When we talk about 133,000 NHS vacancies, we are talking about people who have left their work in the NHS because they cannot cope financially or emotionally, we are talking about the rest of the workforce working harder to pick up the slack, we are talking about the NHS being unable to recruit because of poor wages and conditions, and we are talking about the impact that that has on patients.

The only way to solve the NHS staffing crisis is by sorting out pay. The Government agreed yesterday to negotiate with the Royal College of Nursing, and nursing strikes have been paused for those negotiations to happen. The Government could have agreed to negotiations months ago, but they chose not to. Negotiations with the RCN alone will not solve the staffing crisis. Junior doctors have voted by 98% to strike, but the Health Secretary has not even offered a meeting. Negotiations with one section of the NHS workforce are not sufficient; all unions representing NHS staff need to be negotiated with. The Government must make a pay offer that is not linked to efficiency savings and productivity, because NHS staff are already working unacceptably long shifts.

An offer—such as the one we saw on Tuesday—of 3.5%, when inflation is at least triple that and NHS workers’ pay is worth less than it was a decade ago, is, as Sharon Graham of Unite the Union said, a “sick joke”. Christina McAnea of Unison announced further strike days next month. The Government are failing to resolve this dispute; instead, they are attempting to blame workers for putting patients in danger.
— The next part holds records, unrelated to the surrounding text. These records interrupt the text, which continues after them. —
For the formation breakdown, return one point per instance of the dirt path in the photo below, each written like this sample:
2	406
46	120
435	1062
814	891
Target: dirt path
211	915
Patients will never forgive the Conservatives for refusing to negotiate and using patients as bargaining chips.

The staffing crisis must be urgently addressed. The impact of waiting times on individuals can be severe and the consequences irreversible. Two hundred people in my Jarrow constituency have Parkinson’s disease. Parkinson’s UK is concerned about people waiting longer than two years for a diagnosis. Similarly, the MS Society has said that more than 13,000 people have been waiting more than a year for a neurology appointment. Those delayed diagnoses and treatments have a hugely detrimental impact on the individuals concerned.

Delays in cancer diagnosis and treatment are life-threatening. For years, the Government have missed cancer targets because of a lack of concerted action on matched funding. In South Tyneside and Sunderland NHS Foundation Trust, only 73% of people were treated within the target of two months following a cancer referral, and only 61% of people are treated within that target nationally. The UK is being left behind, and people are dying avoidable and preventable deaths. That is why we need a workforce strategy—yes, to pay people properly, but also to enable the NHS to save people’s lives.

Labour has a workforce strategy, while the Government have not even committed to fully funding their promised workforce plan. The Chancellor praised Labour’s plan, so why does he not put his money where his mouth is by implementing it? Labour will deliver a new 10-year plan for the NHS, including one of the biggest ever expansions of its workforce.